I just have to write about my experiences at the Olympics today, partly because my ticket for the Dressage today was a fairly last minute offer - I hadn't been successful in the bid for any tickets online, so was ecstatic when one of my friends offered me one that her friend had spare.

Anyway - the whole thing from beginning to end was AMAZING!!  

From the 'Pink People' (the 'Games Makers' in their pink tabards) helping at all the stations and around the streets pointing the way (I ALWAYS get lost in London), to the Navy chaps who were doing the Security/Bag checks at our entrance, to the Army, to the Police.

Everyone was sooo cheerful, happy and polite, it really made all the difference.

The stations that we travelled through were cleaner, brighter..... all the Olympics signs were in pink, so you couldn't get lost (even me!)

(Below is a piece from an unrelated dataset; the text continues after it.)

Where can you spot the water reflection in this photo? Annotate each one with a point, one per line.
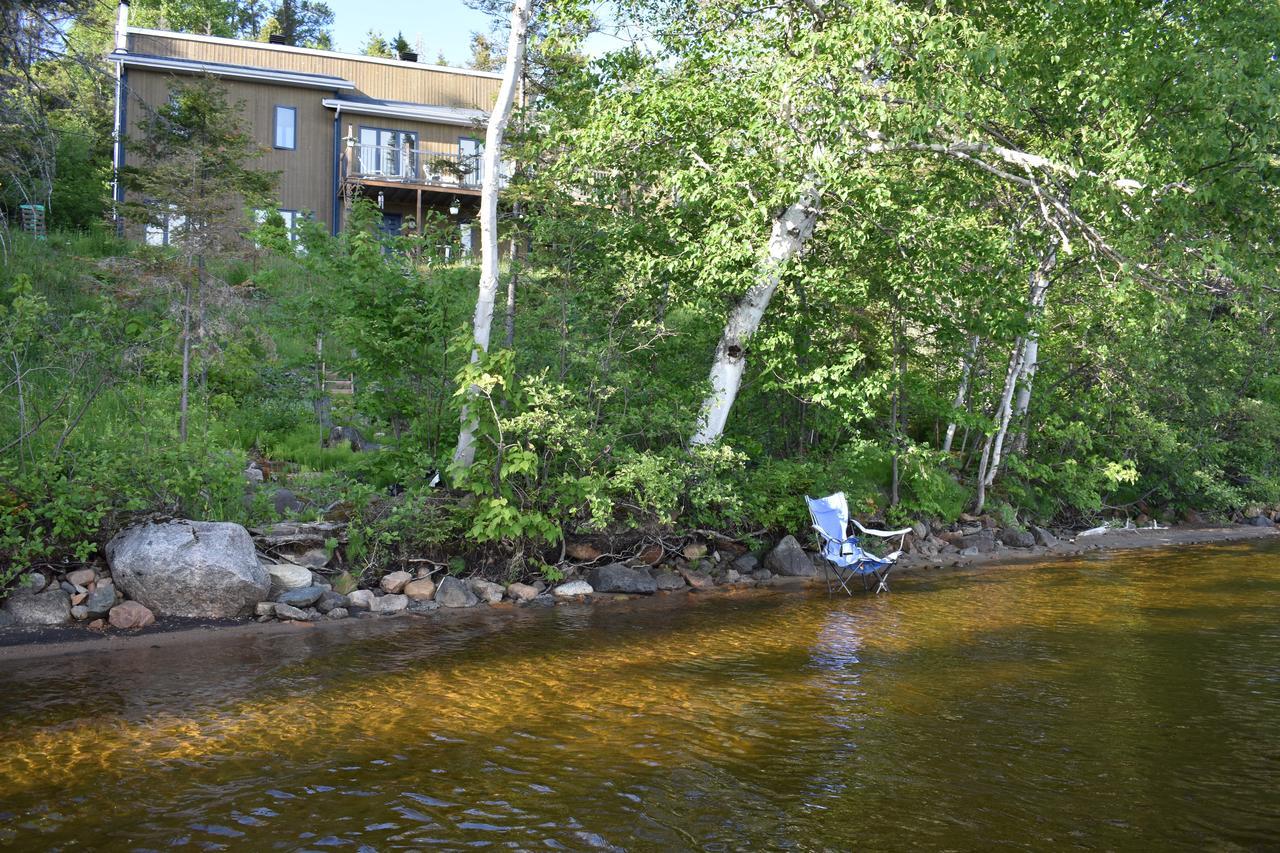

We had amazing seats, very near the front and just behind the 'E' marker.

It rained for the 10 mins or so that I took going to the loo, so I remained dry!

And the dressage was brilliant.


What a day )


----------



## KerslakeEquestrian (4 August 2012)

Glad to hear you had a great time. I have to totally agree with you. I went yesterday and found everything to be super organised which resulted in a fantastic day. Everyone was so helpful and happy - made for my most enjoyable trip to London to date


----------